S&P believes that adjusting S&P's projected losses, which S&P
derived from its default curve analysis, is appropriate in cases
where the amount of current delinquencies indicates a different
timing or level of loss.  In addition, S&P recently revised its
loss severity assumption for transactions issued in 2006 and the
first half of 2007.  S&P based the revised assumption on its
belief that continued foreclosures, distressed sales, increased
carrying costs, and a further decline in home sales will continue
to depress prices and push loss severities higher than S&P
previously assumed.

The lowered ratings reflect S&P's assessment of credit support
under three constant prepayment rate scenarios.  The first
scenario utilizes the lower of the lifetime or 12-month CPR, while
the second utilizes a 6% CPR, which is very slow by historical
standards.  The third scenario uses a prepayment rate that is
equal to two times the lower of the lifetime or 12-month CPR.  S&P
incorporated a third CPR scenario into S&P's cash flow analysis to
account for potential increases in prepayments, which may result
from normal increases typically found in the seasoning of pools
combined with a chance that governmental proposals, if adopted,
may lead to increased CPRs.  S&P assumed a constant default rate
for each pool.

Because S&P's analysis focused on each individual class with
varying maturities, prepayment scenarios may cause an individual
class or the transaction itself to prepay in full before it incurs
the entire loss projection.  Slower prepayment assumptions
lengthen the average life of the mortgage pool, which increases
the likelihood that total projected losses will be realized.  The
longer a class remains outstanding, however, the more excess
spread it generates.

To assess the creditworthiness of each class, S&P reviewed the
individual delinquency and loss trends of each transaction for
changes, if any, in risk characteristics, servicing, and the
ability to withstand additional credit deterioration.  For
mortgage pools that continue to exhibit rising delinquencies, S&P
increased S&P's cash flow stresses to account for potential
increases in monthly losses.  In order to maintain a rating higher
than 'B', a class had to absorb losses in excess of the base-case
assumptions S&P assumed in S&P's analysis.  For example, one class
may have to withstand 115% of S&P's base-case loss assumptions in
order to maintain a 'BB' rating, while a different class may have
to withstand 125% of S&P's base-case loss assumptions to maintain
a 'BBB' rating.  Each class that has an affirmed 'AAA' rating can
withstand approximately 150% of S&P's base-case loss assumptions
under its analysis, subject to individual caps assumed on specific
transactions.  S&P determined the caps by limiting the amount of
remaining defaults to 90% of the current pool balances.

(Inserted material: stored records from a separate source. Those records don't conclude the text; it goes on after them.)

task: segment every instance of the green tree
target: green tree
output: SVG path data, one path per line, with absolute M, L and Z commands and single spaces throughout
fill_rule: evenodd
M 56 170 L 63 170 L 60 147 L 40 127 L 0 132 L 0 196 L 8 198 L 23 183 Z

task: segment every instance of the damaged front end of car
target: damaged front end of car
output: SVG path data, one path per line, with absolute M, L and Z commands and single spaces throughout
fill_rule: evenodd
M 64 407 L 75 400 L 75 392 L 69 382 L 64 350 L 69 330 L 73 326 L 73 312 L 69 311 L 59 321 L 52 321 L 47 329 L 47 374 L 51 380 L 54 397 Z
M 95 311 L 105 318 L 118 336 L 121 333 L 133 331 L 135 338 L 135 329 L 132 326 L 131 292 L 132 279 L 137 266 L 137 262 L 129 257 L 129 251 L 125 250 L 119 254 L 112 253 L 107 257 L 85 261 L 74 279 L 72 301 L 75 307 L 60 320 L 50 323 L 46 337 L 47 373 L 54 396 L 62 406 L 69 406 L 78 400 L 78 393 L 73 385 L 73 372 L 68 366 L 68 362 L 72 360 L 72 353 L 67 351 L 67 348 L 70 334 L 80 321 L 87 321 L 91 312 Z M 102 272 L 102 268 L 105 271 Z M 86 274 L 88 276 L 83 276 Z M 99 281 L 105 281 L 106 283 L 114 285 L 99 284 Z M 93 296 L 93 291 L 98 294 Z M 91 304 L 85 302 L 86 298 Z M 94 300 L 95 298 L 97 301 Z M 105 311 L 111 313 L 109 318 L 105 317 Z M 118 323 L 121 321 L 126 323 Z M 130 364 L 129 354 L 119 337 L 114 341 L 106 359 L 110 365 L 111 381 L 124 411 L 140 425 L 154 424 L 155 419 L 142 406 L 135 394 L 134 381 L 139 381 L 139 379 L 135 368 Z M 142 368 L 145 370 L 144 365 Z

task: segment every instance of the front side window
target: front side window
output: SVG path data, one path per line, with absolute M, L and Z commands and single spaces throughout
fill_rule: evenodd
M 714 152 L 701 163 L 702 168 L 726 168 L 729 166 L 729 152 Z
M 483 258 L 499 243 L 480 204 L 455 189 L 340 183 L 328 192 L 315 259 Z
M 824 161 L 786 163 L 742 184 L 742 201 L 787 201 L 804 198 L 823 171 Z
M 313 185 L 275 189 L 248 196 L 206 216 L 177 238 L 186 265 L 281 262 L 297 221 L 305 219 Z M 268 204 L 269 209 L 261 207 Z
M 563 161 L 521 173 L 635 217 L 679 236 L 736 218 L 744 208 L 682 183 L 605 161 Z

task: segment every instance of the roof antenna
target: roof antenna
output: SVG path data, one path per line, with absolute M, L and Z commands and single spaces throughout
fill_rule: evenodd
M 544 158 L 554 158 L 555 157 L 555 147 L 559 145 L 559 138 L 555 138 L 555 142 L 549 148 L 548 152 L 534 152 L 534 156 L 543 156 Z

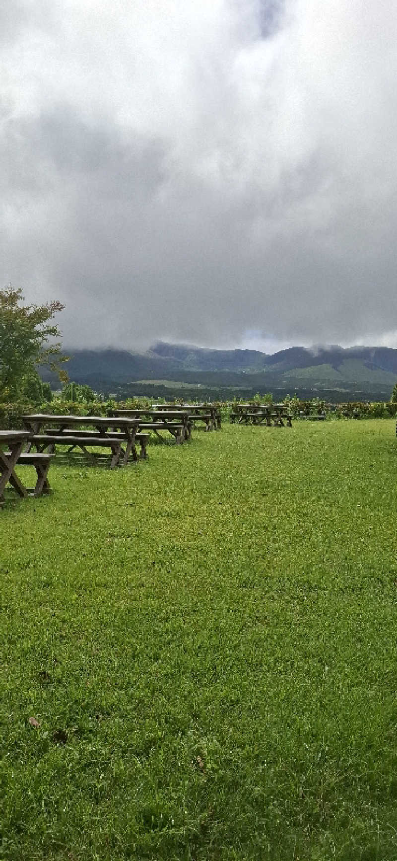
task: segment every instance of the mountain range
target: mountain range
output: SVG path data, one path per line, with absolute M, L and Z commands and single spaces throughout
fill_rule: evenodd
M 397 381 L 397 350 L 388 347 L 290 347 L 268 355 L 158 342 L 146 353 L 115 349 L 65 349 L 65 353 L 71 356 L 65 366 L 71 380 L 121 397 L 156 397 L 163 390 L 172 396 L 183 389 L 189 389 L 189 395 L 198 389 L 200 396 L 220 397 L 233 389 L 243 396 L 296 392 L 299 397 L 335 401 L 384 400 Z M 42 376 L 48 379 L 46 372 Z

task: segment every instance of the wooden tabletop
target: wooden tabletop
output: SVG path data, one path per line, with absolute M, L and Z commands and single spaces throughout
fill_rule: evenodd
M 0 443 L 17 443 L 29 437 L 30 430 L 0 430 Z
M 102 427 L 109 427 L 110 424 L 119 424 L 120 427 L 123 425 L 133 425 L 139 424 L 138 419 L 133 418 L 132 416 L 70 416 L 65 413 L 60 416 L 53 415 L 52 413 L 45 412 L 35 412 L 30 415 L 22 416 L 23 421 L 29 422 L 41 422 L 42 424 L 47 424 L 51 422 L 54 424 L 102 424 Z
M 164 419 L 165 418 L 179 418 L 180 417 L 188 416 L 189 415 L 189 410 L 166 410 L 166 411 L 163 410 L 163 411 L 161 411 L 161 410 L 153 410 L 152 408 L 149 407 L 148 409 L 140 409 L 140 408 L 138 410 L 133 410 L 133 409 L 132 409 L 132 410 L 115 410 L 115 417 L 111 417 L 111 416 L 109 417 L 109 421 L 110 423 L 113 421 L 113 418 L 117 418 L 117 420 L 120 420 L 119 417 L 122 418 L 123 416 L 126 416 L 128 413 L 131 416 L 154 416 L 156 418 L 164 418 Z

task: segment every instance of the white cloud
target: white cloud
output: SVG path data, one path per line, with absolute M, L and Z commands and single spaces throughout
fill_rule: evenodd
M 396 31 L 391 0 L 0 9 L 1 280 L 72 346 L 392 338 Z

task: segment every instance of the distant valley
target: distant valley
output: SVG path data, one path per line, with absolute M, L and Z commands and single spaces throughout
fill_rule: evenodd
M 250 396 L 272 392 L 329 400 L 388 400 L 397 381 L 397 350 L 291 347 L 273 355 L 206 350 L 159 342 L 146 353 L 67 350 L 71 380 L 105 394 Z M 47 372 L 43 379 L 52 379 Z

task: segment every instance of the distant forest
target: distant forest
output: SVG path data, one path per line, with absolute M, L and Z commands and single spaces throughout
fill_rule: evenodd
M 230 400 L 271 392 L 330 401 L 388 400 L 397 379 L 397 350 L 291 347 L 273 355 L 205 350 L 159 342 L 146 353 L 70 350 L 71 380 L 104 395 Z M 42 378 L 56 387 L 48 371 Z

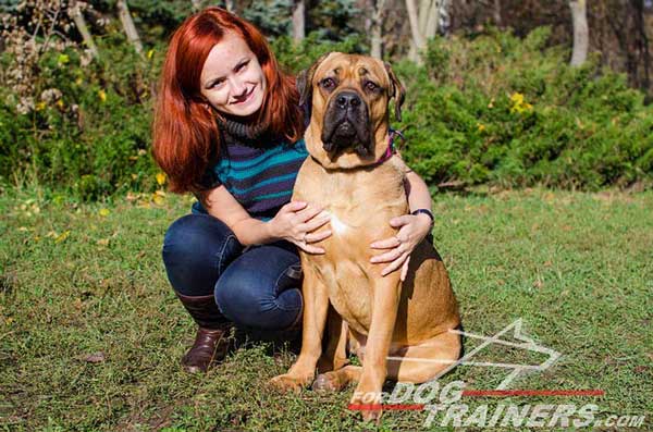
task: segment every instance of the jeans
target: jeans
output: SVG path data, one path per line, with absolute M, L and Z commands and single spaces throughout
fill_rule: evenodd
M 288 242 L 245 248 L 222 221 L 187 214 L 168 229 L 163 262 L 176 292 L 213 294 L 220 311 L 238 326 L 286 330 L 299 320 L 301 268 Z

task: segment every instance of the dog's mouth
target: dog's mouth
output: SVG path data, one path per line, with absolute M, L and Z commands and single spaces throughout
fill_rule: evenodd
M 361 103 L 356 109 L 343 109 L 330 103 L 324 113 L 321 138 L 323 149 L 332 160 L 347 150 L 354 150 L 361 158 L 372 155 L 367 106 Z

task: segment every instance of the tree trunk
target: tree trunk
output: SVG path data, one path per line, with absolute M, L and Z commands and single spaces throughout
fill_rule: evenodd
M 306 10 L 304 0 L 295 0 L 293 8 L 293 40 L 301 42 L 306 37 Z
M 408 12 L 408 21 L 410 22 L 410 34 L 412 35 L 408 58 L 419 63 L 419 51 L 421 51 L 424 48 L 426 42 L 421 33 L 419 32 L 419 17 L 417 15 L 417 7 L 415 5 L 415 0 L 406 0 L 406 11 Z
M 73 23 L 75 23 L 75 27 L 77 27 L 77 30 L 82 35 L 86 48 L 88 48 L 95 59 L 99 59 L 100 54 L 98 53 L 98 47 L 96 47 L 93 36 L 90 36 L 90 32 L 88 32 L 86 21 L 84 20 L 84 15 L 79 10 L 79 4 L 77 4 L 76 1 L 71 3 L 71 7 L 69 8 L 69 16 L 73 20 Z
M 432 1 L 427 13 L 427 25 L 423 33 L 427 40 L 434 38 L 438 34 L 439 12 L 438 1 Z
M 497 27 L 501 27 L 501 0 L 494 0 L 494 10 L 492 12 L 494 15 L 494 24 Z
M 435 2 L 435 0 L 419 0 L 417 21 L 419 23 L 419 33 L 422 37 L 427 34 L 427 23 L 429 21 L 429 14 L 431 13 L 431 5 Z
M 452 0 L 440 0 L 438 5 L 438 32 L 448 36 L 452 28 Z
M 374 0 L 372 2 L 372 22 L 370 27 L 371 54 L 377 59 L 383 59 L 383 9 L 385 0 Z
M 127 1 L 118 0 L 116 4 L 120 22 L 122 23 L 125 34 L 127 35 L 127 40 L 134 46 L 136 52 L 143 55 L 143 44 L 140 42 L 140 37 L 138 36 L 136 26 L 134 25 L 134 20 L 132 20 L 132 14 L 130 13 Z
M 590 34 L 588 28 L 588 15 L 586 0 L 569 1 L 571 18 L 574 22 L 574 53 L 571 54 L 572 66 L 579 66 L 588 58 Z

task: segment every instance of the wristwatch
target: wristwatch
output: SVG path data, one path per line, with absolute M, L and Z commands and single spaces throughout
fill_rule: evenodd
M 431 213 L 431 210 L 417 209 L 417 210 L 410 212 L 410 214 L 412 214 L 412 215 L 417 215 L 420 213 L 423 213 L 423 214 L 428 215 L 429 218 L 431 218 L 431 226 L 433 226 L 433 224 L 435 223 L 435 218 L 433 218 L 433 213 Z

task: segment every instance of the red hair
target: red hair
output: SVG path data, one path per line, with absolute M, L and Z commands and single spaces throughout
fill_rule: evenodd
M 207 8 L 176 29 L 161 74 L 153 123 L 153 157 L 175 193 L 201 190 L 200 180 L 220 153 L 215 114 L 207 109 L 199 77 L 209 52 L 227 32 L 239 35 L 257 57 L 268 89 L 257 123 L 291 143 L 304 133 L 295 78 L 284 74 L 264 36 L 221 8 Z

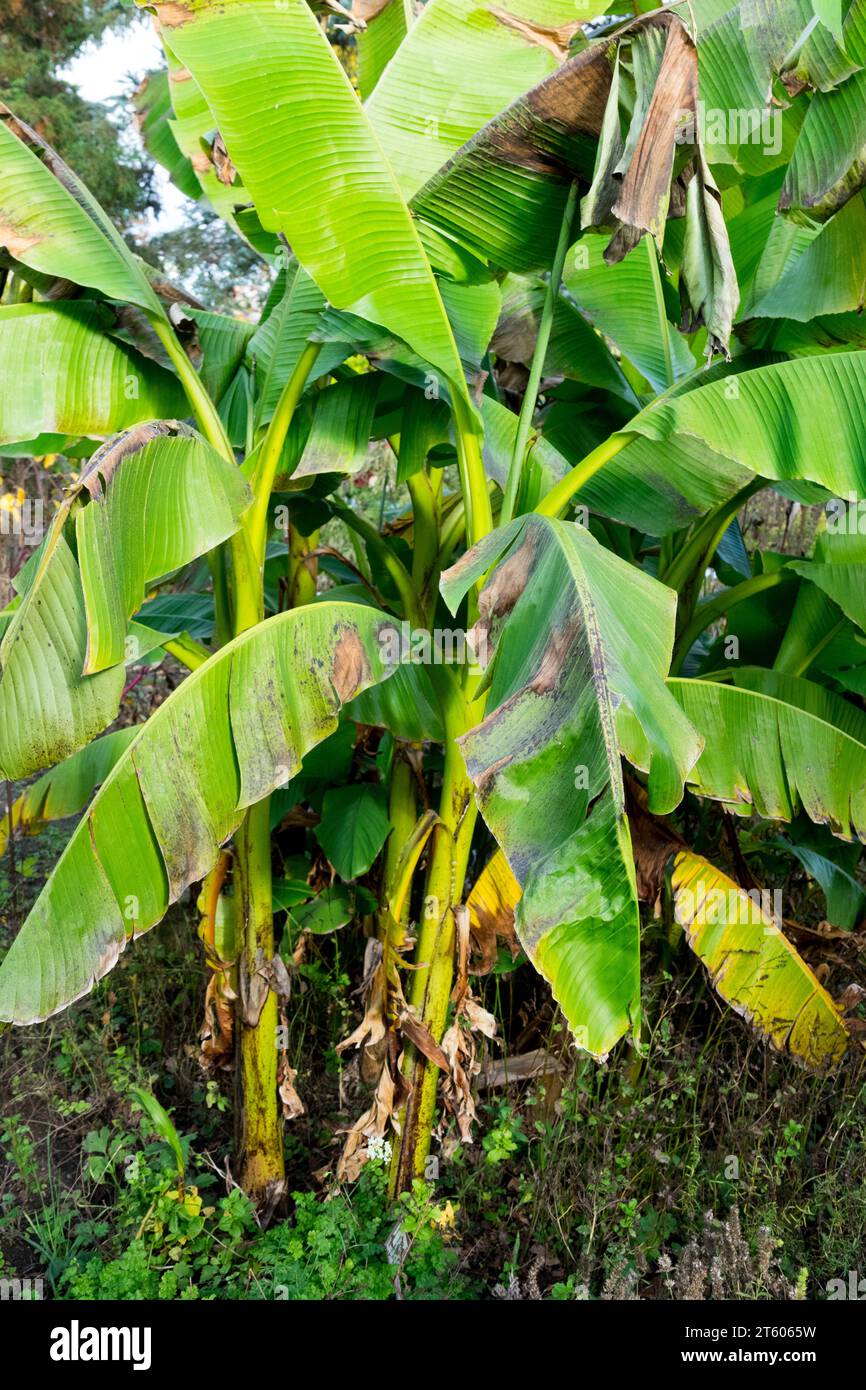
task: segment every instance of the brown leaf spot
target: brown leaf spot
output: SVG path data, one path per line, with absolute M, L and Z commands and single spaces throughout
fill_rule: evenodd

A combination of subordination, excess spread, and
overcollateralization provide credit support for the affected
transactions.  The underlying collateral for these deals consists
of fixed- and adjustable-rate U.S. subprime mortgage loans secured
by first and second liens on one- to four-family residential
properties.

To date, S&P has resolved the CreditWatch placements of the
ratings on 2,606 classes from 389 U.S. subprime RMBS transactions
from the 2005, 2006, and 2007 vintages.  Currently, S&P's ratings
on 678 classes from 127 U.S. subprime RMBS transactions from the
2005, 2006, and 2007 vintages are on CreditWatch negative.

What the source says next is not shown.